Lesson #4: Rats are evil, and taking over Boston.
I know. I haven’t posted a new entry in months. True, no one was really looking out for my next post, if aware at all that previous posts existed. Yes, my next life lesson is about vile, disgusting rodents. This post will be short and sweet. And by sweet I mean vomit-inducing.
RATS. Not something I think about too often, until very recently. It’s kind of gross that they scurry around city streets, they love trash, whatever. NO. NOT WHATEVER. They no longer just scurry. They hunt. For humans.
Exhibit A: Someone I know was walking down the street to her apartment. Upon seeing a rat “scurry” by her, she said something to the likes of “ew” under her breath before it was out of sight, out of mind. But not for long. The creature sprung from the shadows with murderous rage and sank its teeth into my friend’s sandled foot, injecting her with pure hatred, evil, and possibly rabies. I repeat. A rat savagely BIT an innocent bypasser.
Exhibit B: A similar yet less tragic account. Another friend, again just walking down the street, observed one of the long-tailed beasts run right on top of her (shoe-protected) feet. Yep. Ran right on them.
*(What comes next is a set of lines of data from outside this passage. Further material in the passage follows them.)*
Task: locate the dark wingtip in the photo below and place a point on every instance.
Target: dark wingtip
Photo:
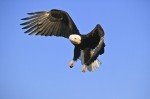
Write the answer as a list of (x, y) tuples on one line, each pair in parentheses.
[(98, 25)]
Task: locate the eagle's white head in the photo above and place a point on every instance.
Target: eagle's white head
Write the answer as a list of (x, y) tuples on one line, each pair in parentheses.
[(75, 39)]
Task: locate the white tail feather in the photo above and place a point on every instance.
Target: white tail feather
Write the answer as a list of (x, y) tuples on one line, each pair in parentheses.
[(93, 66)]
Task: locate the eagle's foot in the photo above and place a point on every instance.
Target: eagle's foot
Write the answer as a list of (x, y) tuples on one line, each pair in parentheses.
[(84, 68), (71, 63)]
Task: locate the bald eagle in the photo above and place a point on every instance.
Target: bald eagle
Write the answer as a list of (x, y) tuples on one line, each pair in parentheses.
[(58, 23)]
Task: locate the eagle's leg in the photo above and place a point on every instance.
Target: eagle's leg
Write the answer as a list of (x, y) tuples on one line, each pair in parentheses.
[(71, 63), (87, 53), (84, 68), (75, 57)]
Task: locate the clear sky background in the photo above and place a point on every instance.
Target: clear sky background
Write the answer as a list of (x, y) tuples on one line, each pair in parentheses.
[(34, 67)]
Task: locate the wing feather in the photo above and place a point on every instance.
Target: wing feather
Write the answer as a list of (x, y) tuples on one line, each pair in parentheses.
[(97, 37), (51, 23)]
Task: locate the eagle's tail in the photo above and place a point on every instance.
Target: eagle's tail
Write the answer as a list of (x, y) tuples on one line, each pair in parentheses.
[(94, 66)]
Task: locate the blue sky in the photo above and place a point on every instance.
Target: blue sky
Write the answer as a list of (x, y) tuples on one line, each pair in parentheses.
[(34, 67)]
They have no fear.
Exhibit C: Another friend was practicing the most innocent of activities: sleep. He is awaken from his slumber when he feels something unusual in his covers. To his utter disgust: A RAT IS IN HIS BED. Disturbing the most private -and seemingly safest -spot in the house. RAT. IN. BED. PLOTTING. HOMICIDE.
It’s a ratpocalypse, folks. I suggest you prepare accordingly.
*Note: These stories are all true. Each human has survived with minimal injury and zero rabies.
PS: Don’t let rats like this fool you. It’s just a tactic used to lure you into their rat dens and then eat you (and the mini-bear).